An accelerometer is strapped to your hand and you punch a wall as hard as you can. The acceleration increases to a maximum a human can achieve and then suddenly decelerates at a rate that a human could not achieve - due to the blocking wall. That deceleration occurred during a brief period of time that is unlikely to be captured by any sampling device - at least a way that results in balanced measurements. Any recording program will think the hand continued to move right through the wall - albeit at a slowish velocity.
Ok - so how do we correct for the lack of information? In our last example it would have helped to know that the wall was there blocking movement in that direction. We could have set that velocity vector to zero eliminating the drift.
However, a free moving object with no obstacles presents challenges.

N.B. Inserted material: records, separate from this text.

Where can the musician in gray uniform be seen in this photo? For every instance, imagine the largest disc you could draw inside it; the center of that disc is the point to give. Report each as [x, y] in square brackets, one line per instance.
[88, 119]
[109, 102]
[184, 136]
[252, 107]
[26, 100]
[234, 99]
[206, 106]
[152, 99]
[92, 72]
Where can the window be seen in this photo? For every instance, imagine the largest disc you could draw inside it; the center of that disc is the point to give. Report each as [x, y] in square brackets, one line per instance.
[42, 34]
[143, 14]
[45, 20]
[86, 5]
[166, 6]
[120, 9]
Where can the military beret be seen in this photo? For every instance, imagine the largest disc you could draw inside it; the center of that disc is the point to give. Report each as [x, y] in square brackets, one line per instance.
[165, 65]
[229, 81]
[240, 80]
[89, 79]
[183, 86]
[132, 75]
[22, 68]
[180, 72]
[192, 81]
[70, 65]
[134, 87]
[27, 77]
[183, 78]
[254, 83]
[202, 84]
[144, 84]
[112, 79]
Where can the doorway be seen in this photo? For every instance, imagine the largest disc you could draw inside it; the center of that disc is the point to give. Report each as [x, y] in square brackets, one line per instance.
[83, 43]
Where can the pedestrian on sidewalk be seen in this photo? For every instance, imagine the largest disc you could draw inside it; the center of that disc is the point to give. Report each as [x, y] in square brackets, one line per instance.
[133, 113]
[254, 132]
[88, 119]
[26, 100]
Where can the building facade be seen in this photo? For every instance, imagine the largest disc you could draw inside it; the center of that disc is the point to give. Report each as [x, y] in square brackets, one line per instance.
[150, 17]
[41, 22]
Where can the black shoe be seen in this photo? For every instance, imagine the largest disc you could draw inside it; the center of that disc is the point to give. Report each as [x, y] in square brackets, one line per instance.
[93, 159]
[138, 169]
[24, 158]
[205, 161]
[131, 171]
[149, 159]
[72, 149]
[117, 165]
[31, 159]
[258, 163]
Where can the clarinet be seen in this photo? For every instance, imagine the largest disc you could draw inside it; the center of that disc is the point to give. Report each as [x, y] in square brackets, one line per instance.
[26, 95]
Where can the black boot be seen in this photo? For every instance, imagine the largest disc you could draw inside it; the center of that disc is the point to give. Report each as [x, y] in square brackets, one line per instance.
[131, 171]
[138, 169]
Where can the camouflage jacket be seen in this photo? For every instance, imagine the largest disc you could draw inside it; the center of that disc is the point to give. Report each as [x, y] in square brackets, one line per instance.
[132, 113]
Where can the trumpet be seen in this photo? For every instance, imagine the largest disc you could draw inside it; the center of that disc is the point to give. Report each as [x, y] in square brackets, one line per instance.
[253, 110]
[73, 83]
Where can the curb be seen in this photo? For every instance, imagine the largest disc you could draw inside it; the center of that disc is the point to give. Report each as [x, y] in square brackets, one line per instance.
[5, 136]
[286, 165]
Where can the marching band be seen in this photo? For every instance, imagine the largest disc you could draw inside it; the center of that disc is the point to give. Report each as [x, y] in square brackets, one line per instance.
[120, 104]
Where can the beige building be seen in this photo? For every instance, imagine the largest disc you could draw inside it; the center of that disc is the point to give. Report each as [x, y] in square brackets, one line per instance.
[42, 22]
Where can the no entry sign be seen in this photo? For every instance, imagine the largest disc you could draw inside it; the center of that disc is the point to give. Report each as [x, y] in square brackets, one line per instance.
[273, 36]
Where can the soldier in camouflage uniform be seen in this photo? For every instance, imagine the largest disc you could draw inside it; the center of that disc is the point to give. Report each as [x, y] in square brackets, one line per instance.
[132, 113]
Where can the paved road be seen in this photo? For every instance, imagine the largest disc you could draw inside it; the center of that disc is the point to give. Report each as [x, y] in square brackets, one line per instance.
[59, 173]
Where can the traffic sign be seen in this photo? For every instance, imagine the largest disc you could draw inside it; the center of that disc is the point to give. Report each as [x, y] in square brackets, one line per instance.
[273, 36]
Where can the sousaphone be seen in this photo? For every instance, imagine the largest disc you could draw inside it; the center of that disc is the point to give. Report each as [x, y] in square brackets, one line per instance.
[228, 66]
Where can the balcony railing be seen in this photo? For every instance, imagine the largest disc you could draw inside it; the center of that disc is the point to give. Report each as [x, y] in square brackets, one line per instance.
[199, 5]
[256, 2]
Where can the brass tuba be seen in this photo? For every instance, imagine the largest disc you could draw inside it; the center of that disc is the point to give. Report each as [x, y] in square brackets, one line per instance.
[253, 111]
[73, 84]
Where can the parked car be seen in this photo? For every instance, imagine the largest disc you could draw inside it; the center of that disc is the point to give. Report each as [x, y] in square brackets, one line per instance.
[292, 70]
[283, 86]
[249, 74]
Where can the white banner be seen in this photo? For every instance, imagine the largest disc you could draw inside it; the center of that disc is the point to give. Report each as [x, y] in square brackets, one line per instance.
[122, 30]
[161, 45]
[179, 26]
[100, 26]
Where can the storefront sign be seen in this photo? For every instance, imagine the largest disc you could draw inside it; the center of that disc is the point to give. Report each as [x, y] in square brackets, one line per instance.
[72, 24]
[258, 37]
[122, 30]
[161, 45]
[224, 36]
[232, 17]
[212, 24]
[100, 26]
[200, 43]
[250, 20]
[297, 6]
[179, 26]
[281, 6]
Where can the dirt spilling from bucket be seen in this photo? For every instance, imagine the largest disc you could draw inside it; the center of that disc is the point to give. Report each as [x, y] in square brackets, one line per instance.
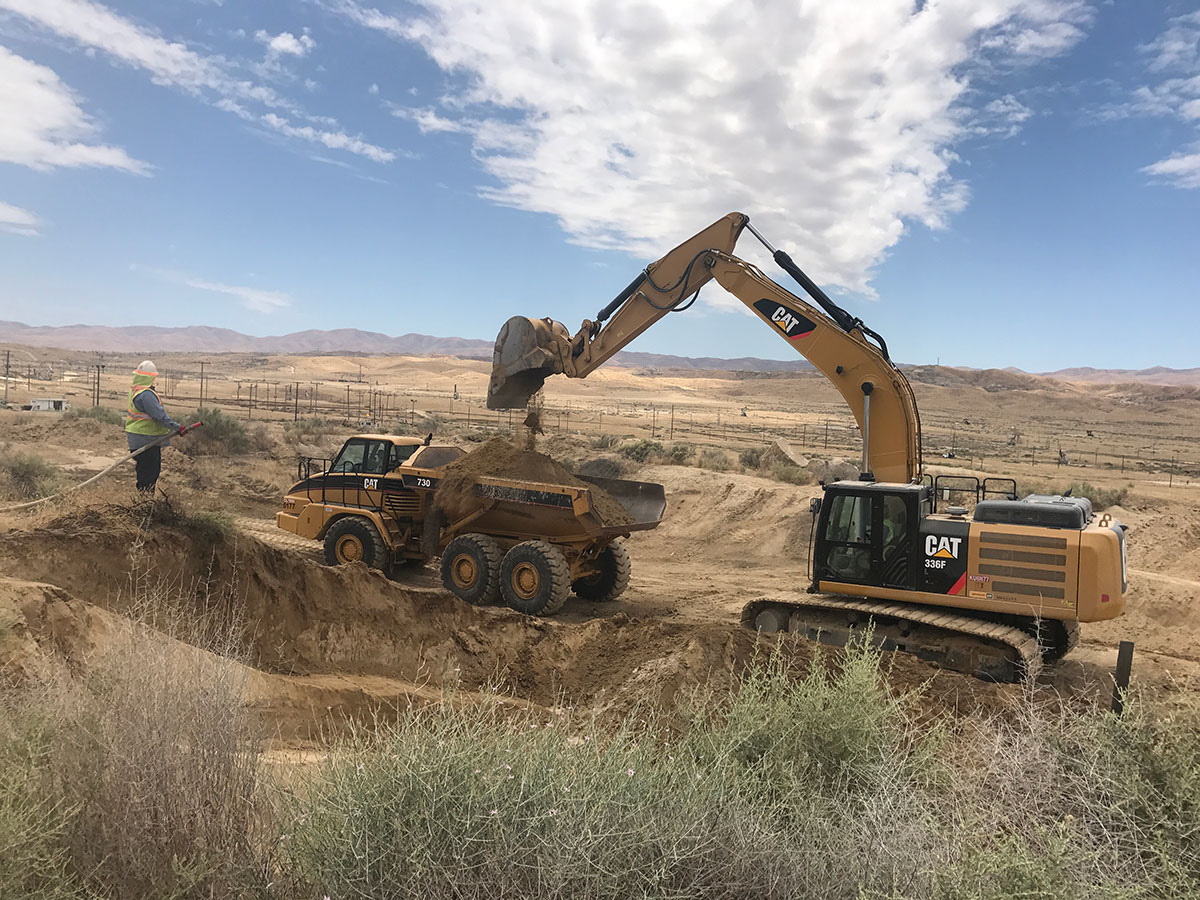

In our use however, we cannot say that the acceleration is free moving in all directions. In fact by our own definition it is tethered to a person's hand and therefore to their body which tends to be anchored in a general area of space. If you draw an imaginary line between the origin and the AM like we do in the model and then say the AM moved, we then draw a new line and determine the angles (ascension/declination). However, we don't currently restrict where its allowed to move to - but we could. Since its tethered we can say that the original point is on the surface of a sphere and that its only choice is to move tangentially along the surface. So at a minimum we could eliminate drift that would result in the point moving away from the sphere - which currently is the biggest contributor to lack of sensitivity to movement (the further away the point gets, the less small changes in position affect measured angles).
So the challenge is figuring out how we remove bad components of velocity when recalculating for each sample period.